Computational preference elicitation methods are tools used to learn people's preferences quantitatively in a given context. Recent works on preference elicitation advocate for active learning as an efficient method to iteratively construct queries (framed as comparisons between context-specific cases) that are likely to be most informative about an agent's underlying preferences. In this work, we argue that the use of active learning for moral preference elicitation relies on certain assumptions about the underlying moral preferences, which can be violated in practice. Specifically, we highlight the following common assumptions (a) preferences are stable over time and not sensitive to the sequence of presented queries, (b) the appropriate hypothesis class is chosen to model moral preferences, and (c) noise in the agent's responses is limited. While these assumptions can be appropriate for preference elicitation in certain domains, prior research on moral psychology suggests they may not be valid for moral judgments. Through a synthetic simulation of preferences that violate the above assumptions, we observe that active learning can have similar or worse performance than a basic random query selection method in certain settings. Yet, simulation results also demonstrate that active learning can still be viable if the degree of instability or noise is relatively small and when the agent's preferences can be approximately represented with the hypothesis class used for learning. Our study highlights the nuances associated with effective moral preference elicitation in practice and advocates for the cautious use of active learning as a methodology to learn moral preferences.

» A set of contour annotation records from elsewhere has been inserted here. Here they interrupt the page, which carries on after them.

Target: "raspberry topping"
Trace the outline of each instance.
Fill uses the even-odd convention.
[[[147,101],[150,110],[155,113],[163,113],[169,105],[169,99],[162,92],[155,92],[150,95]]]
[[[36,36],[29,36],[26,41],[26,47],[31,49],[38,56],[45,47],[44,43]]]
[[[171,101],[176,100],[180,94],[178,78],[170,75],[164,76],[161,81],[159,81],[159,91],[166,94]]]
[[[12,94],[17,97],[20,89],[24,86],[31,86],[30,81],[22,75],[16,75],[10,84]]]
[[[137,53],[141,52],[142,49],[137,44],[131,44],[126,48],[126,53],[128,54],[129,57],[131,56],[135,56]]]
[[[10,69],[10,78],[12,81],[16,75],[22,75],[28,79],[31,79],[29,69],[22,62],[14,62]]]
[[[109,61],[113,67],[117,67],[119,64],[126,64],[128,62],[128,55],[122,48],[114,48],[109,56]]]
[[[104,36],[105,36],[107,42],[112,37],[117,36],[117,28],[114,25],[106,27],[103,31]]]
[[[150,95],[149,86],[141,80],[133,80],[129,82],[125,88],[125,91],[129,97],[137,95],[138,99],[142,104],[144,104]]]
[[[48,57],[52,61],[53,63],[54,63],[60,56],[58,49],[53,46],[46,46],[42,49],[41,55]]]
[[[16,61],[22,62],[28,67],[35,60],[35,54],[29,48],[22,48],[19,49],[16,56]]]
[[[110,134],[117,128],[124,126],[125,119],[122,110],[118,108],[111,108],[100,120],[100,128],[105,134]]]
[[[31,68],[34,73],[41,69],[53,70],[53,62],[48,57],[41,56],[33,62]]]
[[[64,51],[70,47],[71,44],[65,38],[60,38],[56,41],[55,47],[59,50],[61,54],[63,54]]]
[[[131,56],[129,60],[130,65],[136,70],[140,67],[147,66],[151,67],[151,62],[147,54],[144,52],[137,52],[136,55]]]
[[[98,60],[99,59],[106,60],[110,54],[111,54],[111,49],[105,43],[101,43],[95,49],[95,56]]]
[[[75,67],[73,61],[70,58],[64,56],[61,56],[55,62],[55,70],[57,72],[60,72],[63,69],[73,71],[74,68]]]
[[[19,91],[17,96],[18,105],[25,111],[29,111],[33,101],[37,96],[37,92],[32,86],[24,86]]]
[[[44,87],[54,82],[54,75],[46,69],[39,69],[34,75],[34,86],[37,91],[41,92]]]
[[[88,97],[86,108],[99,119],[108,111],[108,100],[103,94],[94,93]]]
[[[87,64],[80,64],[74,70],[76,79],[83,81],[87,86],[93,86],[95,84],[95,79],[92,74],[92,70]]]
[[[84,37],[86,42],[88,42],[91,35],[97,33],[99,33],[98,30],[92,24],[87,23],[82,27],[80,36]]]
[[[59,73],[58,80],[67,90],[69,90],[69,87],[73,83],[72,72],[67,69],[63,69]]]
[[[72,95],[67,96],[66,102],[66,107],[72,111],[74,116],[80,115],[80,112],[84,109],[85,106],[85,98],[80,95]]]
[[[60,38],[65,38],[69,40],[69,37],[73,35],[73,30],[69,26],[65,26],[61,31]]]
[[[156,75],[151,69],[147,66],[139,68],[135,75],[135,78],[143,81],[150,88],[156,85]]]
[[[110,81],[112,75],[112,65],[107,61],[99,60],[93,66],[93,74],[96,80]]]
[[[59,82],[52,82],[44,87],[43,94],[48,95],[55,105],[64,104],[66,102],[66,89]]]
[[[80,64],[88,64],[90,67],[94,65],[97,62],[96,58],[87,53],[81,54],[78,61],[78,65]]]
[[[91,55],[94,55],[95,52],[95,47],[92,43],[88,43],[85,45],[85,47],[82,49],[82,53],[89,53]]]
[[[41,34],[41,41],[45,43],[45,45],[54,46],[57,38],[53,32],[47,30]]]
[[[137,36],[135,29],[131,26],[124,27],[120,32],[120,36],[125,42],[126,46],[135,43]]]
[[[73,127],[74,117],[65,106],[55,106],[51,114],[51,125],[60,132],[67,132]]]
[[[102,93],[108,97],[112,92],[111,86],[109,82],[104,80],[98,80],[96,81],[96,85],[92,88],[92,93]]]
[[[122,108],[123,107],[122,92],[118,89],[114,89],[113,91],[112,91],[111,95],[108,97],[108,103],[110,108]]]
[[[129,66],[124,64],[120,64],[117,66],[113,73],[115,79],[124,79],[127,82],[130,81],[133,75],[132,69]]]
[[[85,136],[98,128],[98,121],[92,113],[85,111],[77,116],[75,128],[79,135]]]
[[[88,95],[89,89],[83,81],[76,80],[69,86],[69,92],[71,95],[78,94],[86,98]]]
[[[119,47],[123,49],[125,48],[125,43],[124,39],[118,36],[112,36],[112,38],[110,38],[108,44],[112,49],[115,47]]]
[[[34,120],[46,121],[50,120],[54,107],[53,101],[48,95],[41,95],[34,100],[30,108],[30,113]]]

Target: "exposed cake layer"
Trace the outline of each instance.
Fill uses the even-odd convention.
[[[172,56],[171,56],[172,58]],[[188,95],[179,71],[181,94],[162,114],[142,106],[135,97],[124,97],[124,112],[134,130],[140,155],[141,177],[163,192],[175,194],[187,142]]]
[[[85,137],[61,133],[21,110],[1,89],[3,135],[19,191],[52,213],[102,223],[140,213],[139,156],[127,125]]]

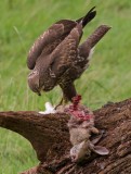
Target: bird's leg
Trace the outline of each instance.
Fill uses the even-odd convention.
[[[60,84],[62,90],[63,90],[63,98],[61,102],[55,107],[55,110],[57,112],[64,112],[65,105],[67,104],[68,101],[73,102],[73,98],[77,96],[76,88],[73,83],[68,84]]]

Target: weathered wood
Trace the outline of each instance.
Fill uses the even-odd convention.
[[[37,152],[39,166],[23,174],[130,174],[131,99],[106,104],[94,114],[95,126],[105,130],[99,145],[109,149],[109,156],[92,153],[78,165],[69,159],[68,115],[41,115],[34,111],[0,112],[0,126],[24,136]]]

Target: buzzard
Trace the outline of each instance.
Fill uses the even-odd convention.
[[[83,27],[94,18],[92,8],[77,21],[61,20],[44,32],[32,45],[27,66],[30,89],[41,96],[60,85],[63,90],[62,101],[71,101],[77,95],[74,82],[84,72],[93,45],[87,40],[79,46]]]

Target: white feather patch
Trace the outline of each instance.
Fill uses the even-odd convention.
[[[50,102],[45,102],[45,111],[40,111],[40,114],[49,114],[49,113],[55,113],[54,107]]]

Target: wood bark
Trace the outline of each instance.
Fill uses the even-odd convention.
[[[0,126],[24,136],[36,150],[40,164],[22,174],[131,174],[131,99],[108,103],[94,114],[95,127],[105,130],[99,145],[109,154],[92,153],[79,164],[69,158],[69,115],[0,112]]]

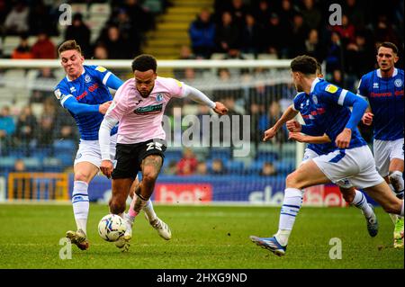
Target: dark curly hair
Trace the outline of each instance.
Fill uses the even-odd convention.
[[[158,63],[152,55],[142,54],[135,58],[132,61],[132,72],[153,70],[156,73]]]

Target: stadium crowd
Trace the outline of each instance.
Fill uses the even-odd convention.
[[[53,42],[51,37],[62,36],[63,40],[76,39],[86,58],[132,58],[142,52],[142,44],[147,40],[145,34],[155,29],[157,15],[164,13],[172,4],[168,0],[160,2],[161,11],[152,13],[147,8],[147,0],[69,1],[69,4],[87,5],[110,4],[108,21],[100,34],[92,37],[86,20],[80,13],[75,14],[72,25],[63,35],[58,35],[59,2],[0,0],[0,58],[56,58],[59,43]],[[342,25],[328,24],[328,5],[332,3],[342,4]],[[216,0],[213,7],[203,9],[190,23],[191,46],[182,48],[180,58],[211,58],[218,53],[223,55],[223,58],[246,58],[247,55],[256,58],[259,54],[292,58],[308,54],[323,63],[328,80],[356,91],[360,76],[374,68],[378,43],[389,40],[403,51],[403,0]],[[12,35],[19,36],[20,43],[12,54],[4,55],[1,42]],[[30,36],[37,37],[32,47],[27,40]],[[95,40],[91,41],[91,39]],[[399,67],[403,67],[402,58],[400,53]],[[251,71],[239,72],[243,75]],[[187,81],[198,77],[198,73],[186,69],[177,74],[175,71],[175,76]],[[227,81],[233,74],[228,69],[220,69],[216,76]],[[58,80],[49,68],[41,69],[38,78]],[[250,114],[251,139],[256,146],[263,132],[280,117],[288,105],[285,103],[291,103],[293,95],[294,87],[291,85],[260,85],[248,91],[240,87],[212,91],[215,100],[223,101],[230,107],[230,114]],[[40,116],[32,113],[32,103],[43,105]],[[32,90],[27,106],[17,114],[13,112],[12,105],[10,103],[8,106],[0,107],[0,156],[13,154],[19,158],[60,156],[66,146],[69,154],[61,158],[66,166],[70,166],[73,155],[68,148],[77,143],[77,130],[71,117],[65,116],[67,112],[57,103],[52,93]],[[199,113],[204,114],[206,111]],[[371,141],[371,130],[362,127],[362,131],[365,139]],[[287,131],[284,130],[274,143],[282,145],[287,139]],[[227,168],[233,168],[229,164],[230,157],[224,160],[211,157],[206,163],[196,160],[194,156],[184,152],[177,163],[167,161],[166,173],[221,175],[227,173]],[[272,160],[261,161],[255,173],[275,175],[277,168]]]

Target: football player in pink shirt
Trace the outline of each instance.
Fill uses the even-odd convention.
[[[116,246],[128,250],[135,217],[143,209],[150,225],[165,239],[171,238],[168,226],[153,211],[149,200],[162,167],[166,148],[162,127],[163,114],[172,97],[190,99],[206,104],[220,114],[228,112],[225,105],[212,102],[199,90],[173,78],[158,76],[157,60],[150,55],[140,55],[132,62],[134,77],[126,81],[115,94],[99,130],[102,153],[101,171],[112,178],[110,211],[122,216],[127,222],[125,235]],[[110,131],[119,122],[115,167],[110,157]],[[142,180],[135,190],[130,208],[125,211],[125,201],[138,172]]]

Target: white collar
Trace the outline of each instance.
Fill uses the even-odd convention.
[[[320,78],[317,77],[315,80],[313,80],[312,85],[310,85],[310,94],[313,92],[313,89],[315,89],[315,85],[320,82]]]
[[[397,75],[398,75],[398,69],[396,67],[394,67],[394,72],[392,73],[392,77],[394,77]],[[378,77],[382,77],[382,76],[381,75],[381,68],[379,68],[377,70],[377,76]]]
[[[86,69],[85,69],[85,67],[83,67],[83,72],[82,72],[82,74],[80,75],[80,76],[82,76],[83,74],[85,74],[86,73]],[[77,77],[78,78],[78,77]],[[68,82],[73,82],[73,81],[75,81],[75,80],[71,80],[71,79],[69,79],[69,77],[68,76],[68,75],[66,76],[66,79],[68,80]]]

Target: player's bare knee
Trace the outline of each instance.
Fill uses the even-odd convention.
[[[400,180],[402,178],[402,173],[400,173],[400,172],[390,172],[390,175],[388,175],[388,178],[390,180],[390,183],[395,188],[395,190],[400,189],[402,187],[402,186],[400,186]]]
[[[345,202],[350,203],[353,202],[353,200],[355,199],[355,191],[353,190],[348,190],[348,189],[340,189],[340,193],[342,193],[343,199],[345,200]]]
[[[287,175],[285,178],[285,184],[289,188],[302,189],[302,183],[300,183],[296,172]]]
[[[80,181],[80,182],[87,183],[88,177],[89,177],[89,175],[86,175],[85,173],[82,173],[82,172],[75,173],[75,181]]]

翻译：计算偏好诱导方法是在特定情境下定量学习人们偏好的工具。近期关于偏好诱导的研究主张采用主动学习作为高效方法，通过迭代构建可能对智能体潜在偏好最具信息量的查询（以情境化案例比较的形式呈现）。本文认为，主动学习在道德偏好诱导中的应用依赖于对潜在道德偏好的若干假设，而这些假设在实践中可能被违背。具体而言，我们强调以下常见假设：（a）偏好具有时间稳定性且对查询呈现顺序不敏感；（b）选择了合适的假设类别来建模道德偏好；（c）智能体响应中的噪声有限。虽然这些假设在某些领域的偏好诱导中可能成立，但道德心理学的前期研究表明它们可能不适用于道德判断。通过对违反上述假设的偏好进行合成模拟，我们观察到在某些情境下，主动学习的性能可能与基础随机查询选择方法相当甚至更差。然而，模拟结果也表明，当不稳定性或噪声程度相对较小，且智能体偏好能够通过学习所用的假设类别近似表征时，主动学习仍然具有可行性。本研究揭示了实践中有效诱导道德偏好所涉及的细微差别，并主张谨慎使用主动学习作为获取道德偏好的方法论。